Four l-Lysine(Lys)-l-glutamic acid(Glu) dipeptide derivatives (1-4) and their precursor-a single fluorenyl-9-methoxycarbonyl(Fmoc)-l-Lys(Fmoc)-OH amino acid (5) were demonstrated as gelators to gelate a variety of alcohols and aromatic solvents under the sonication conditions. Compared to the routine heating-cooling protocol, the ultrasound substantially brought down the minimum gelation concentrations (MGCs) of the resulting organogels. The Fourier transform infrared spectroscopy (FT-IR) and fluorescence studies revealed that the π-π stacking and hydrogen bonding act as major driving forces for the self-assembly of these lysine-based gelators into supramolecular fibrous three dimensional (3D) network, where the more the Fmoc protecting groups, the gelators are more responsive to ultrasound-stimulus and more conducive to an ordered molecular arrangement reinforcing the intermolecular forces.
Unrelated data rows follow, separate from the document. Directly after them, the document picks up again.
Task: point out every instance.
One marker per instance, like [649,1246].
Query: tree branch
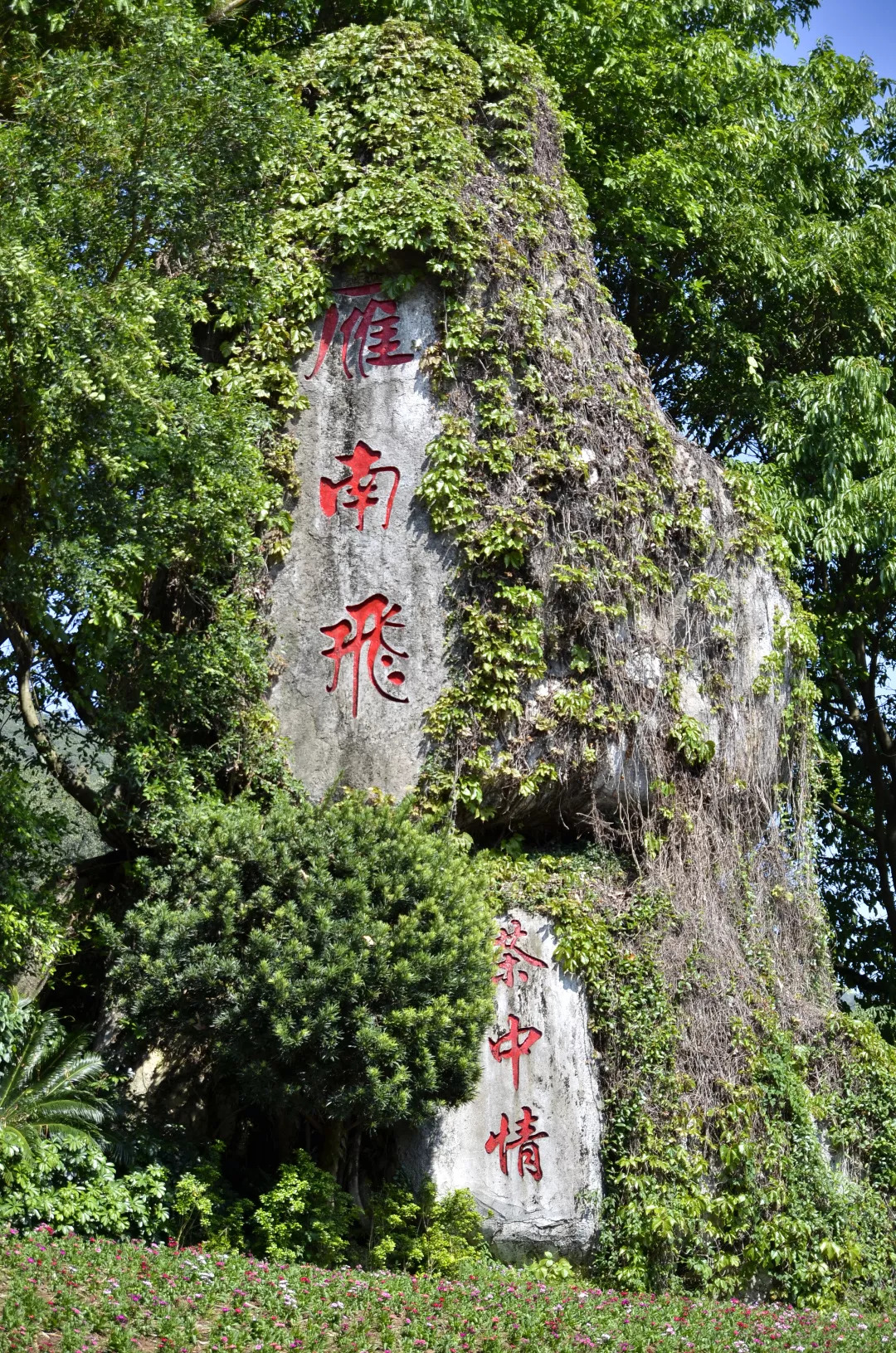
[62,664]
[72,781]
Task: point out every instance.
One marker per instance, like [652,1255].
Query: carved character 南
[364,630]
[358,491]
[529,1157]
[373,332]
[512,954]
[514,1044]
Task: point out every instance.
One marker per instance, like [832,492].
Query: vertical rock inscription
[528,1145]
[359,602]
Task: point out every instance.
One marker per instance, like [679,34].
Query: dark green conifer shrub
[336,960]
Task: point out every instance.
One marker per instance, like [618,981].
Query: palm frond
[47,1088]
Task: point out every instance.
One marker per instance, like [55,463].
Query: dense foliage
[334,964]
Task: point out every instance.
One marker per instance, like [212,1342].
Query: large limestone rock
[528,1145]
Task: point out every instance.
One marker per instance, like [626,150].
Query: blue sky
[857,27]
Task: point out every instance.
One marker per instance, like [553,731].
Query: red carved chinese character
[374,330]
[512,954]
[529,1157]
[510,1046]
[359,487]
[364,630]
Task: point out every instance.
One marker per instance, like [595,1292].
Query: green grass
[87,1297]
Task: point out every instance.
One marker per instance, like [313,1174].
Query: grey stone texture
[558,1084]
[366,731]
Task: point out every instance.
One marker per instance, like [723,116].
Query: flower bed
[77,1297]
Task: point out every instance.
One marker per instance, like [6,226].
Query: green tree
[334,960]
[139,491]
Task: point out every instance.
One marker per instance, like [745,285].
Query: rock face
[606,635]
[359,604]
[528,1145]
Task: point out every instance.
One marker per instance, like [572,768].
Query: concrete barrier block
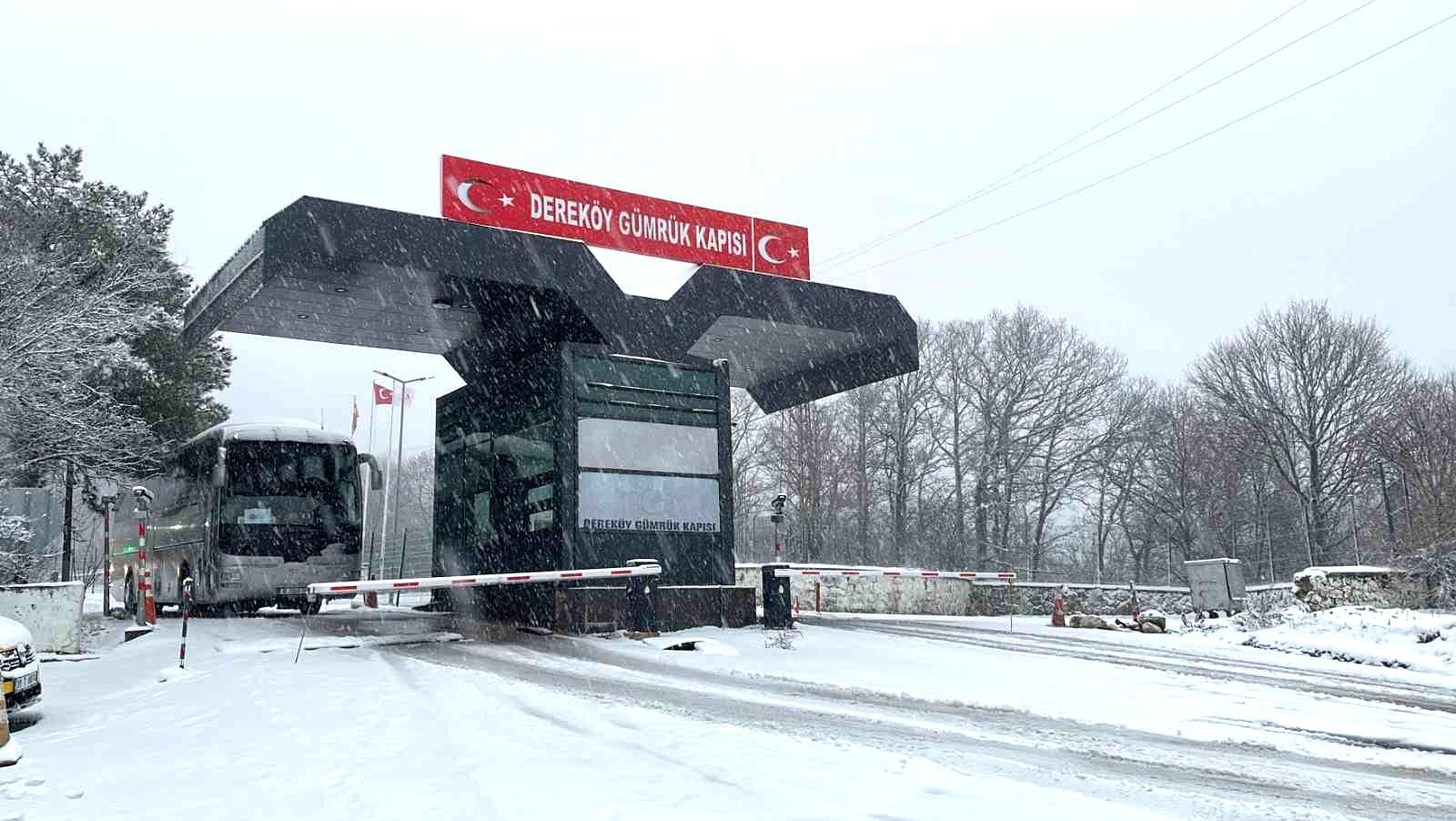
[53,613]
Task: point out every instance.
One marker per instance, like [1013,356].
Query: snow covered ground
[865,718]
[1361,635]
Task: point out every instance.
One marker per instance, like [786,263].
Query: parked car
[19,668]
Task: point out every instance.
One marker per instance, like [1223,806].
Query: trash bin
[1216,584]
[778,603]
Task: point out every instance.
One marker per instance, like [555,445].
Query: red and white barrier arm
[892,573]
[437,583]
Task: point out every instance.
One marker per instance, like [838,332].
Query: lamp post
[400,386]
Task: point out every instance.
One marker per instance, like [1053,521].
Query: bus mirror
[220,468]
[376,476]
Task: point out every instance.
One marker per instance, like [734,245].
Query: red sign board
[604,218]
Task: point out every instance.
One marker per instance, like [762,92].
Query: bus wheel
[182,573]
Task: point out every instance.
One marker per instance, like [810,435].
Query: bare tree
[1317,389]
[1116,461]
[956,431]
[1077,381]
[861,407]
[749,453]
[902,428]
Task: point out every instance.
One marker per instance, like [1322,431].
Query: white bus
[252,512]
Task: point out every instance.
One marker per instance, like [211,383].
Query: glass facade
[574,459]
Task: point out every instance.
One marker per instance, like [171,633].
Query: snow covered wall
[53,612]
[956,597]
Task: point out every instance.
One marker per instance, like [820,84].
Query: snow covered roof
[1347,571]
[349,274]
[271,432]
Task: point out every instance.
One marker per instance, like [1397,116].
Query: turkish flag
[781,249]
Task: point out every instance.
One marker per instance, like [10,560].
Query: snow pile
[1366,635]
[175,674]
[1344,571]
[681,643]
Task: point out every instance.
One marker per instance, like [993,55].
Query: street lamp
[400,386]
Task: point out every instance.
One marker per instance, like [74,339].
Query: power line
[861,249]
[1155,157]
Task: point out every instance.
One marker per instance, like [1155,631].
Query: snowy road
[863,719]
[1172,775]
[1259,667]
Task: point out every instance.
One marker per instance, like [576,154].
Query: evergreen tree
[91,261]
Moreover, the ultrasound-triggered organogels of 5 exhibited the thixotropic property. Upon imposing a mechanical shear, its gels with the fibrous 3D network structure were unraveled into sols. However, after standing quiescently over time, these sols returned to the gels showing a more ordered lamella-like packing structure as evidenced by scanning electron microscopy (SEM) and X-ray diffraction (XRD) analyses.